MLB’s new pace-of-game regulations appear to be working: through nearly two months, the average length of a baseball game is 2:53, or nine minutes shorter than it was last season.
That’s the word from an MLB executive, via ESPN. Games in May have taken an average of 2:52—down from 2:54 in April, and from 3:02 in 2014. If it holds, that’s more than 24 reclaimed hours of your life over your favorite team’s 162-game slate. That’s not nothing. (Motion to declare a national holiday the day after the World Series, so Americans can take full advantage of the extra day gifted us by baseball.)

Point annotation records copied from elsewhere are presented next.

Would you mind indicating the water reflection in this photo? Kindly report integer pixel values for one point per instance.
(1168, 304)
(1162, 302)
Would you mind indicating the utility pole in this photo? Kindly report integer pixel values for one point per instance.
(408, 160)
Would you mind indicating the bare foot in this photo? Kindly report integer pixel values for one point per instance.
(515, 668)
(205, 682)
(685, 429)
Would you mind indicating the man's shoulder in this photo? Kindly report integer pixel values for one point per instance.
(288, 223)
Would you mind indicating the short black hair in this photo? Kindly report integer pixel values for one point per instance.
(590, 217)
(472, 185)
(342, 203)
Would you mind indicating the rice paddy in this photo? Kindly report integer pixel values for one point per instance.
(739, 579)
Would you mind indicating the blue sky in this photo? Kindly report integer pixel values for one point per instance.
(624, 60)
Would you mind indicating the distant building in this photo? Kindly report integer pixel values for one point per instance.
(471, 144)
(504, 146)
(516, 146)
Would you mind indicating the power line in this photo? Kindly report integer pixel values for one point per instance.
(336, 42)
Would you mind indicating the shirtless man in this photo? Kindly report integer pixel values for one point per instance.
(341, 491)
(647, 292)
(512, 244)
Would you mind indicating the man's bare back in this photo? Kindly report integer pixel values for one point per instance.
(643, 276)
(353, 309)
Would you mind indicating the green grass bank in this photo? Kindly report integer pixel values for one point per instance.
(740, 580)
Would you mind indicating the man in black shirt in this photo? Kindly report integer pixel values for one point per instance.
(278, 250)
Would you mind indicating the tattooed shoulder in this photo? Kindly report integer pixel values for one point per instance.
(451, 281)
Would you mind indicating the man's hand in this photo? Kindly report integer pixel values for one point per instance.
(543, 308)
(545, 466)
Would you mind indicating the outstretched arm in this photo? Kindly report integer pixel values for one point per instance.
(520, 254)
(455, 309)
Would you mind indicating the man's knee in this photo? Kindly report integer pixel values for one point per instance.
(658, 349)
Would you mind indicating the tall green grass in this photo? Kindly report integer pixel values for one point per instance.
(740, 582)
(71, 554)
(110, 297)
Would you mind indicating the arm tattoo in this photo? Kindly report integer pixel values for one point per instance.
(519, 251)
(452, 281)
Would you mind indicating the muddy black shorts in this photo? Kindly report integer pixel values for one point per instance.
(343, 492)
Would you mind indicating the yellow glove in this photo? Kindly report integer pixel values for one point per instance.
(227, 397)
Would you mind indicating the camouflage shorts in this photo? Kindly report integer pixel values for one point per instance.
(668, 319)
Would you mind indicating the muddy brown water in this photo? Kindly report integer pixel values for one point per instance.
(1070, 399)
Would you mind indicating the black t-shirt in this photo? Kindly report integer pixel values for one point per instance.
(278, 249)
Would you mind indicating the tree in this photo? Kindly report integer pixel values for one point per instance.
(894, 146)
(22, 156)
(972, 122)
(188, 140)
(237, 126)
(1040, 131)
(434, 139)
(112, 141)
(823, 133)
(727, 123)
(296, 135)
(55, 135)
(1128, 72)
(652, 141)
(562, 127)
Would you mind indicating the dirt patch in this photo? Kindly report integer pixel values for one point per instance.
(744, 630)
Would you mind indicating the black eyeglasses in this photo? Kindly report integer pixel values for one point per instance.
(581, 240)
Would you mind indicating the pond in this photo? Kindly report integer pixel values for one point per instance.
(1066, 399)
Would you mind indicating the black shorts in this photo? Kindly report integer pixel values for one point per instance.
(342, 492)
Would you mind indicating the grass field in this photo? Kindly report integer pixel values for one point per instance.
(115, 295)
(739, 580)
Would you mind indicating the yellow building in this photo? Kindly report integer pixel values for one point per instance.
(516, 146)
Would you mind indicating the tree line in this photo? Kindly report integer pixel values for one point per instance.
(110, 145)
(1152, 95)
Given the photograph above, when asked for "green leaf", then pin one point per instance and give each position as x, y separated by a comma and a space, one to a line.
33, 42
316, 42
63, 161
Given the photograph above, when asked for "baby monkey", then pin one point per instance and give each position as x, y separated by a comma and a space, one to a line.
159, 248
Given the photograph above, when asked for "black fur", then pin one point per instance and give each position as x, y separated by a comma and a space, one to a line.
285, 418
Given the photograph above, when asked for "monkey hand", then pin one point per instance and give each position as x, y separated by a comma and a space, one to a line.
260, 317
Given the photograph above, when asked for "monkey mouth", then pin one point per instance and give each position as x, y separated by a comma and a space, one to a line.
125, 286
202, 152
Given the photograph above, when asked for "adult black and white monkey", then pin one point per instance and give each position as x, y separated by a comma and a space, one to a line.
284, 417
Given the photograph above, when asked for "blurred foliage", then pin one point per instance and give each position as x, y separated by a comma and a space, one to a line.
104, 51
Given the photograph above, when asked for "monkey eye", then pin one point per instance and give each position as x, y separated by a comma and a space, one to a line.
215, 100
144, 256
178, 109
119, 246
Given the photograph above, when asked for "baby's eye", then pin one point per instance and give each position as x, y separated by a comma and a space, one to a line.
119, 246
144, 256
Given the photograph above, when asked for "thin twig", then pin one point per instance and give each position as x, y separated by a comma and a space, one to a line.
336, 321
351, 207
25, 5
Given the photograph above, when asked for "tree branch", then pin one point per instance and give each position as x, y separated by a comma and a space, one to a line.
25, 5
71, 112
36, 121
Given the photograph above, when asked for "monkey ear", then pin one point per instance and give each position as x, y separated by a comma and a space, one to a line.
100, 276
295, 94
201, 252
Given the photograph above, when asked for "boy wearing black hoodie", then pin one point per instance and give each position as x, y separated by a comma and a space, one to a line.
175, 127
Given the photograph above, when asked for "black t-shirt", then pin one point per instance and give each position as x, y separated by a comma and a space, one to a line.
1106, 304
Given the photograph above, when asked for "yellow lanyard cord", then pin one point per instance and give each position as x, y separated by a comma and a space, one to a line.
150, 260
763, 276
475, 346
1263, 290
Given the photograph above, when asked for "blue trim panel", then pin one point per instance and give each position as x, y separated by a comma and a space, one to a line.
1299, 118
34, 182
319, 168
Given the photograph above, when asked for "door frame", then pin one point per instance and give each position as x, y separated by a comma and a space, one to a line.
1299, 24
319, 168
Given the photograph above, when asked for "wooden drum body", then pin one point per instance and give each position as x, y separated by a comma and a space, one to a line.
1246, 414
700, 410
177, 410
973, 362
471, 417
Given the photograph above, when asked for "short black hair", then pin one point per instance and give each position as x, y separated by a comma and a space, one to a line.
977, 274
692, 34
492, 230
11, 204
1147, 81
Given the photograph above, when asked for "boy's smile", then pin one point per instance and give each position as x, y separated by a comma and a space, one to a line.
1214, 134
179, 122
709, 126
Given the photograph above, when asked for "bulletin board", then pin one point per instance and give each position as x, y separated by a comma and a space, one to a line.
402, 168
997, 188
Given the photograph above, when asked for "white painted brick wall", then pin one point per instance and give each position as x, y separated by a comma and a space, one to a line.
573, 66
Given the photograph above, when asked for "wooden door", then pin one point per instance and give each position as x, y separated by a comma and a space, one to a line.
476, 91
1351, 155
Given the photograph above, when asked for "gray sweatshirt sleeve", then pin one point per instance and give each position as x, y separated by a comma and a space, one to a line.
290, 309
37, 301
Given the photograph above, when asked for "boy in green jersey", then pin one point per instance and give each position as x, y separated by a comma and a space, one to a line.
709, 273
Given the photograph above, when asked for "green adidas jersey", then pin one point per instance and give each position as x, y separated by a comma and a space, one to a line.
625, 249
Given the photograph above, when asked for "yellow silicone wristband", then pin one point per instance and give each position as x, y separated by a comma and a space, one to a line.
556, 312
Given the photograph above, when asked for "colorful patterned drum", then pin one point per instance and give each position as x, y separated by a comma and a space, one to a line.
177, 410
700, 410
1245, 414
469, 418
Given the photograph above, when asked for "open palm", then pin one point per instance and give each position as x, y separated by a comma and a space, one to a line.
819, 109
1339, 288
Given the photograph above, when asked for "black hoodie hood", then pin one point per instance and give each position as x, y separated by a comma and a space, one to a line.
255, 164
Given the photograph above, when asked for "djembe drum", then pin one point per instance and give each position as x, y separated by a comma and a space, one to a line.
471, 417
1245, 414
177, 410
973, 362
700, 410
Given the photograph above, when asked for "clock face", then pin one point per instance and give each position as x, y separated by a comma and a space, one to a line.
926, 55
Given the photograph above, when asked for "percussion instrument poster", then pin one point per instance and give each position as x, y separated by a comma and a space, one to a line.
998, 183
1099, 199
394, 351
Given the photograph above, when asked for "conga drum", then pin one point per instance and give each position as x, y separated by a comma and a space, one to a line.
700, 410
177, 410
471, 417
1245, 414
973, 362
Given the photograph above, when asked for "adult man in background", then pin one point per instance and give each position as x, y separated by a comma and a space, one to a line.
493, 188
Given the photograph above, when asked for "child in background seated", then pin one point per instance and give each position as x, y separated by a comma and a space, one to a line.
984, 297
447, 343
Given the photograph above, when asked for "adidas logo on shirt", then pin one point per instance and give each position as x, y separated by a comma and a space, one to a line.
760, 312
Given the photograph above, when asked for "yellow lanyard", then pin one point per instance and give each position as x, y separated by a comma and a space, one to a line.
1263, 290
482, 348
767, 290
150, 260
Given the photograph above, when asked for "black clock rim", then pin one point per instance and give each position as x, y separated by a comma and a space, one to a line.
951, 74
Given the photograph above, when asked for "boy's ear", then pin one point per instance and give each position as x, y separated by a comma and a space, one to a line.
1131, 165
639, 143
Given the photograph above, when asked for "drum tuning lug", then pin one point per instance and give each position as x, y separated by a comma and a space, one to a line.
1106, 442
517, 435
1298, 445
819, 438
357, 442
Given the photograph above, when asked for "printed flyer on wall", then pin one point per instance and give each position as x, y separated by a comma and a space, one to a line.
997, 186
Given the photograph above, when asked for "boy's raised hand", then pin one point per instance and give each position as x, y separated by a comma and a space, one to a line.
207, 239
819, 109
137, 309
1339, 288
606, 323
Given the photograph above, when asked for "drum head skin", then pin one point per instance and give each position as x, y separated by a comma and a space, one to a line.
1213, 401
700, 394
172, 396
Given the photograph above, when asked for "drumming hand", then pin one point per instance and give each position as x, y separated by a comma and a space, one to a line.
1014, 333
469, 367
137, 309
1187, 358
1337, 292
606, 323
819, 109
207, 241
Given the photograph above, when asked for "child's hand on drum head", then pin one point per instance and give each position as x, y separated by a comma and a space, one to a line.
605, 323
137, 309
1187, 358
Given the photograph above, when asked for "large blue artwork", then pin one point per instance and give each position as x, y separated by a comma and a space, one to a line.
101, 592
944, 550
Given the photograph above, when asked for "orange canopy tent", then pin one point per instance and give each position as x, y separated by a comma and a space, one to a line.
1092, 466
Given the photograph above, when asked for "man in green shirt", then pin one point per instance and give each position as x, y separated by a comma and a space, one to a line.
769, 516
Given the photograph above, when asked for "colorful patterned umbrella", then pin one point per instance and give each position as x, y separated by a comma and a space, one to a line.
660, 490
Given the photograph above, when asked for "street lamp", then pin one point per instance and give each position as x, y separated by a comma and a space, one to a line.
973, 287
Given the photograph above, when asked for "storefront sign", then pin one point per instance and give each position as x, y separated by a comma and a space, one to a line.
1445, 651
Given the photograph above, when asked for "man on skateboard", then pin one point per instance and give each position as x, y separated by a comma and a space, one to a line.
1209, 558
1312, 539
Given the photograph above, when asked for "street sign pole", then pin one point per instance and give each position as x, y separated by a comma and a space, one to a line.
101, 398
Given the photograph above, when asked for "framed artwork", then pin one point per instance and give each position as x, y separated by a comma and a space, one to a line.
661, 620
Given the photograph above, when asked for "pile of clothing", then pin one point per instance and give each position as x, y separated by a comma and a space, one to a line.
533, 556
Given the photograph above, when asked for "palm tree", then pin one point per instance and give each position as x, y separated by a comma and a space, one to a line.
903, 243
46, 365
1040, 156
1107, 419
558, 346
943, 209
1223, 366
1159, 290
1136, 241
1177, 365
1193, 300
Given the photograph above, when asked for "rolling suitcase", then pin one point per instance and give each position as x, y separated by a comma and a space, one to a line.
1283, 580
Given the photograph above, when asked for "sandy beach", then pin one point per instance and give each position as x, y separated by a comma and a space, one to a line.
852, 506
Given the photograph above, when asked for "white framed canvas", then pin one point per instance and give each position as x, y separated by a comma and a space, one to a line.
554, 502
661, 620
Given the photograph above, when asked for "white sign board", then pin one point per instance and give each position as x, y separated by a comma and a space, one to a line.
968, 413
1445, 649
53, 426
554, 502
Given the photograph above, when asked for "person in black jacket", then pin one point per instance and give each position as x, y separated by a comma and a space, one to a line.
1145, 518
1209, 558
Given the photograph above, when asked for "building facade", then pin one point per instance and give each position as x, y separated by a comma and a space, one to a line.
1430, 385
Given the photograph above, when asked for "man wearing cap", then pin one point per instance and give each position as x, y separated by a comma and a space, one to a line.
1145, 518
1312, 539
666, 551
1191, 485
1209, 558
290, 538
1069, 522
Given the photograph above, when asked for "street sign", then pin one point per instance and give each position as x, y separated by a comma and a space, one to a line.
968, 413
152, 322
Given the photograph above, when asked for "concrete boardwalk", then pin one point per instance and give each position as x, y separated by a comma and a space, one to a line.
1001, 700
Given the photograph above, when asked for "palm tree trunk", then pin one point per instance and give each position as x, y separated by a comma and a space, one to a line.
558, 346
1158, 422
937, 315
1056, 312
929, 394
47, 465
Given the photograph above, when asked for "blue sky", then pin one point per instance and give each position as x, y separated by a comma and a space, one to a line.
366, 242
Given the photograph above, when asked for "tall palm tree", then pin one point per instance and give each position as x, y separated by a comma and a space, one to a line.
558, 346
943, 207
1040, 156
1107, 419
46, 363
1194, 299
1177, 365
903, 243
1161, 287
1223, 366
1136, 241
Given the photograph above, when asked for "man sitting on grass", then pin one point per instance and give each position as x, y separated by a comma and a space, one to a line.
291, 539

How’s it happening? Incremental cuts into dead time, as mandated by the three pace-of-game rules implemented before the season. While seemingly minor, they’re adding up:
- The time between a third out of one half-inning and the first pitch of the next has gone down, from 3:30 to 3:18. That’s the first decrease in a decade, and comes not from cutting commercials, but from batters and pitchers being urge to be ready as soon as ad breaks are over.
- The time between pitches is down one second from last season, which is the function of new emphasis on hitters remaining in the batter’s box for the duration of an at-bat.
As a result of the progress, MLB says it does not intend to follow through on its threat of fines for repeat offenders. So it’s good news all around: we love baseball, we just wish there weren’t so much of it.